Während sich freie, masselose Teilchen gemäß den Gesetzten der Relativitätstheorie immer mit Lichtgeschwindigkeit bewegen müssen, können masselose Quasiteilchen auch langsamer sein. Als sie die Eigenschaften eines speziellen Kristalls aus den Elementen Cer, Wismut und Palladium untersuchten, haben die Forscher in ihrer aktuellen Studie nun besonders langsame Weyl-Fermionen entdeckt.

Starke Wechselwirkungen

"In der von uns untersuchten Kristallstruktur sind die Elektronen untereinander hoch korreliert und wechselwirken sehr stark miteinander. Dadurch bewegen sich die Weyl-Fermionen extrem langsam", erklärte Mitautorin Silke Bühler-Paschen vom Institut für Festkörperphysik der TU Wien gegenüber der APA. "So lässt sich der Effekt viel besser kontrollieren." Ihre Geschwindigkeit beträgt mit 1.000 Metern pro Sekunde nur etwa drei Tausendstel Promille der Lichtgeschwindigkeit im Vakuum.

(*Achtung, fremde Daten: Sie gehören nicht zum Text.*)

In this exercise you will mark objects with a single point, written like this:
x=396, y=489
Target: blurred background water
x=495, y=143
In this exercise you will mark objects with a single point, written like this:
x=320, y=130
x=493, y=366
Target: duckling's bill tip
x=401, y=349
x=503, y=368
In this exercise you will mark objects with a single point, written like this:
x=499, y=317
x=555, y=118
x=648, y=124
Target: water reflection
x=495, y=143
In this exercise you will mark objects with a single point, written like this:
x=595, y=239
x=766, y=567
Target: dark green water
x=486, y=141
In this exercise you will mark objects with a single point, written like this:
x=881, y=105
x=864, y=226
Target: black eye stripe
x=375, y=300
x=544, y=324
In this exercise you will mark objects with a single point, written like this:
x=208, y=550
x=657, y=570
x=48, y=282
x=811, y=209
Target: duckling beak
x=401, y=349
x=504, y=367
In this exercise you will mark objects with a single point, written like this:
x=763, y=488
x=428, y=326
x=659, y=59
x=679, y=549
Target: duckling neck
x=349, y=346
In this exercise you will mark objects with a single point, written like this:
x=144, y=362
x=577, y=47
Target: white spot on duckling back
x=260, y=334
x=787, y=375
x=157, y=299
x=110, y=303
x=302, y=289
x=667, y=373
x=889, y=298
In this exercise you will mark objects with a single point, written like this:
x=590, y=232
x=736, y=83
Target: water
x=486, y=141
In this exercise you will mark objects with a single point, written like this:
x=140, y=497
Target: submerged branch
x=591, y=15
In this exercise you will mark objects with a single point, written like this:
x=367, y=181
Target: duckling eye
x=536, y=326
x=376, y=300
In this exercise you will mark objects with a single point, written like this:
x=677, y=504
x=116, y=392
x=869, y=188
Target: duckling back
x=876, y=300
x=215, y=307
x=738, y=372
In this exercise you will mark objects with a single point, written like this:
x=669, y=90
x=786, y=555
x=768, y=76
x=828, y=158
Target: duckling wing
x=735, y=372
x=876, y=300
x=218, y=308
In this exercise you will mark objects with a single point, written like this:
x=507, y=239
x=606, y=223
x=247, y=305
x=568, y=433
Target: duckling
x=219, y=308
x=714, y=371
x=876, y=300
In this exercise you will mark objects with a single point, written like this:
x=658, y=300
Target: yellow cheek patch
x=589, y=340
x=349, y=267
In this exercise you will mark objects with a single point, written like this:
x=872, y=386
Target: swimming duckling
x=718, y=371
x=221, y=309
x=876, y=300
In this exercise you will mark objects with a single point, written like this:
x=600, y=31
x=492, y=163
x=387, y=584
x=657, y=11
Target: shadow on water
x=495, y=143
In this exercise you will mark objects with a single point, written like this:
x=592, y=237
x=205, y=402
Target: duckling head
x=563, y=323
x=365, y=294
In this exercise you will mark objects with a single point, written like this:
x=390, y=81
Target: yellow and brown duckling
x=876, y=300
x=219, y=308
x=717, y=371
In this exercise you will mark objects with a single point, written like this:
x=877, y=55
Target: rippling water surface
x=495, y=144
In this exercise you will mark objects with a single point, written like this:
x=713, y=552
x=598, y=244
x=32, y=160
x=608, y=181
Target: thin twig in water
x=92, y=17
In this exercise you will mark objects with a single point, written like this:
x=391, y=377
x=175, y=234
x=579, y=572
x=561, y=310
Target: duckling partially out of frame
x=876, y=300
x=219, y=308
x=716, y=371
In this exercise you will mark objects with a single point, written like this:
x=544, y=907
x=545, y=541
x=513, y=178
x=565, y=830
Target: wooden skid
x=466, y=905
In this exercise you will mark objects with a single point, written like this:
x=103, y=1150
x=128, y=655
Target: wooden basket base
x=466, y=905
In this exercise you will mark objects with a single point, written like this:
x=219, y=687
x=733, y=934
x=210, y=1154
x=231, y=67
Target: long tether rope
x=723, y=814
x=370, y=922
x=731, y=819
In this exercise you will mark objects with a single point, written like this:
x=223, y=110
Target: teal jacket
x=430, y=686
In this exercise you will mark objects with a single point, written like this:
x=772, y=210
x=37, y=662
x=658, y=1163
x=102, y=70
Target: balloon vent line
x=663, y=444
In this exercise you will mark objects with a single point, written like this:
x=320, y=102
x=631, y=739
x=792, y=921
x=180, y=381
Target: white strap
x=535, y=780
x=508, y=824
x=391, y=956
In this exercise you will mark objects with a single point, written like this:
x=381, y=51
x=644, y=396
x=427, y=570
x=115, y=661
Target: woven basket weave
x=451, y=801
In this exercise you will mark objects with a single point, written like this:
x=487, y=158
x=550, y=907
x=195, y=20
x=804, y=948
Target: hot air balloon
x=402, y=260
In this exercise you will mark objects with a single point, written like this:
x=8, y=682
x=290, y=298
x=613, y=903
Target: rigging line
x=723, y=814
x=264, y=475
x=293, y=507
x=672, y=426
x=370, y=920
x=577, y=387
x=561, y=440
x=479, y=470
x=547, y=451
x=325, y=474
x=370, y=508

Das macht der Forscherin zufolge das neue System auch für technologische Anwendungen interessant. Da Weyl-Fermionen im Material kaum gestreut werden, können sie elektrischen Strom fast verlustfrei leiten. Außerdem ist ihr Spin besonders robust, was zu neuen Anwendungen führen könnte, die neben der Ladung auch den Spin von Elektronen für die Datenverarbeitung nutzen.

Und auch auf die Entwicklung von Quantencomputern könnte sich die neue Entdeckung auswirken. "Laut theoretischer Vorhersagen würde Quanteninformation in solchen Materialien global statt lokal verarbeitet", so Bühler-Paschen. "Das könnte in Zukunft fehlertolerantes Quantencomputing ermöglichen." Dazu müsse der Effekt aber zunächst noch auf ein supraleitendes Material übertragen werden.